I have two girls, age six and age eight. Last weekend my child, who is six, wanted to go on a sleepover at a friend’s house, and our family’s rule is no sleepovers until she is eight. When I reminded her of the family rule of no sleepovers until you are eight, she got super upset, crying and protesting that it isn’t fair that her older sister gets to go on a sleepover, and she can’t.  I lost it. Please help?


You aren’t alone, and so many parents struggle with being triggered when their kids are dysregulated. I include myself here when my grandkids become dysregulated.  

When our child triggers us, we can pause and take a few deep breaths. Remind yourself that everyone’s feelings are their own. We do not make people feel a certain way, and nobody else can put feelings inside our bodies. You can feel good about a healthy boundary even when your child or another person is upset by that boundary.  

Your child is allowed to have all their feelings, and your job as the parent is to be a steadfast parent who parents with connection, empathy, and validation while letting your child express their big feelings.  

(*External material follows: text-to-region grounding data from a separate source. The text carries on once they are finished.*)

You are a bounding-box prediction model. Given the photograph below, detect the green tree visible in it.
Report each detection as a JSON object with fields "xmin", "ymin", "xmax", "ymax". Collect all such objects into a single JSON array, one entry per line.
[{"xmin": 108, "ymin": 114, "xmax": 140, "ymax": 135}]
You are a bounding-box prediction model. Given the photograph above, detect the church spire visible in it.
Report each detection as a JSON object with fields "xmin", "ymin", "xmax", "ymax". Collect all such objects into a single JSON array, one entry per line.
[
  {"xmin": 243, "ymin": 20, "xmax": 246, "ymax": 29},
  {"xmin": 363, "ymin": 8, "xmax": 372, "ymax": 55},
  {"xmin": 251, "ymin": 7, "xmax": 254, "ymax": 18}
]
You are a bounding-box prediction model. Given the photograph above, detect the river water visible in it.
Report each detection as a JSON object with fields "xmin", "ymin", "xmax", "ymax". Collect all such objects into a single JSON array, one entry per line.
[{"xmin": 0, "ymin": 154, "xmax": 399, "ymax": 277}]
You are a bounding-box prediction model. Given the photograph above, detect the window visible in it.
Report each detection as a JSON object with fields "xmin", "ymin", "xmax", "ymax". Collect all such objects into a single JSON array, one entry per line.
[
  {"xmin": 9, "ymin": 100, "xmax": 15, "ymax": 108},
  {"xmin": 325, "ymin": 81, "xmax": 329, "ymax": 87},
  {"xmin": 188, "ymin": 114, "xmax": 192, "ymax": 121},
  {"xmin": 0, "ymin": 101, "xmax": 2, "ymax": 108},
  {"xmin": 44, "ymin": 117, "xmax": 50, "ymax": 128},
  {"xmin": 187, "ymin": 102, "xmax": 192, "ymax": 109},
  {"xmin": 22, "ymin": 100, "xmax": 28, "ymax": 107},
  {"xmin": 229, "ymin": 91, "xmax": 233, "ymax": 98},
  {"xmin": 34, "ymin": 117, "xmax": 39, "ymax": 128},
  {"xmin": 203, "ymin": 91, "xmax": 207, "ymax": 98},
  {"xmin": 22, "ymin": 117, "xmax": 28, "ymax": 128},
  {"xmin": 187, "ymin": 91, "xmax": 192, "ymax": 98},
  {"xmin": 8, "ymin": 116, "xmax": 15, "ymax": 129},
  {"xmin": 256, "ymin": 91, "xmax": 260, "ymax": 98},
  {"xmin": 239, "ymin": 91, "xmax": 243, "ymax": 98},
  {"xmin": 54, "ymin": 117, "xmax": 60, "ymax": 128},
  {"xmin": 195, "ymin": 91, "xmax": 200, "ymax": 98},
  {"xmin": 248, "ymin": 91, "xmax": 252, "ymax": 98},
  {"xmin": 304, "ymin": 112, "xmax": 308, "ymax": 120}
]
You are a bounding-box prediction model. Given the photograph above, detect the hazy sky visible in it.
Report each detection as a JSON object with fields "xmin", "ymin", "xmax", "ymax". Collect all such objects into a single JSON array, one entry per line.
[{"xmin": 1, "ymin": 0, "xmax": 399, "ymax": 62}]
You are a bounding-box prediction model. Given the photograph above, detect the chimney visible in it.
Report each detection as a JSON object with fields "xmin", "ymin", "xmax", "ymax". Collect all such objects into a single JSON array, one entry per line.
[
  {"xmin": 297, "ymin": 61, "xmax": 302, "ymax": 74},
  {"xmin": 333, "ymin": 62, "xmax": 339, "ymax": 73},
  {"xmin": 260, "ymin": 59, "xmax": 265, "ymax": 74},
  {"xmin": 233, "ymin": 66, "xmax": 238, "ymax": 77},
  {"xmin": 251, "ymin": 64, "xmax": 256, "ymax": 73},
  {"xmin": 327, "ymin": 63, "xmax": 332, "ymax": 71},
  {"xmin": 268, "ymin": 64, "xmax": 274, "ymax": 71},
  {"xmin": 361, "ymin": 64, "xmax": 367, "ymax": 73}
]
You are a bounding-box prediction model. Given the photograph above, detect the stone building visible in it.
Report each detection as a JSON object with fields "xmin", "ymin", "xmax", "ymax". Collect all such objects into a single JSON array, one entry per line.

Lastly, when we lose it with our kids, there is always time to go back and repair. Go to your daughter and say, “I’ve been thinking about the other day when I yelled at you for getting upset that you couldn’t go on a sleepover.” I remember when I was about your age and (add your own story) my older brother got to go fun places, and I couldn’t go because I wasn’t old enough. I would get angry, also. That felt scary when I yelled at you, and I shouldn’t have yelled at you. It isn’t your fault that I yelled, and I am working on staying calm.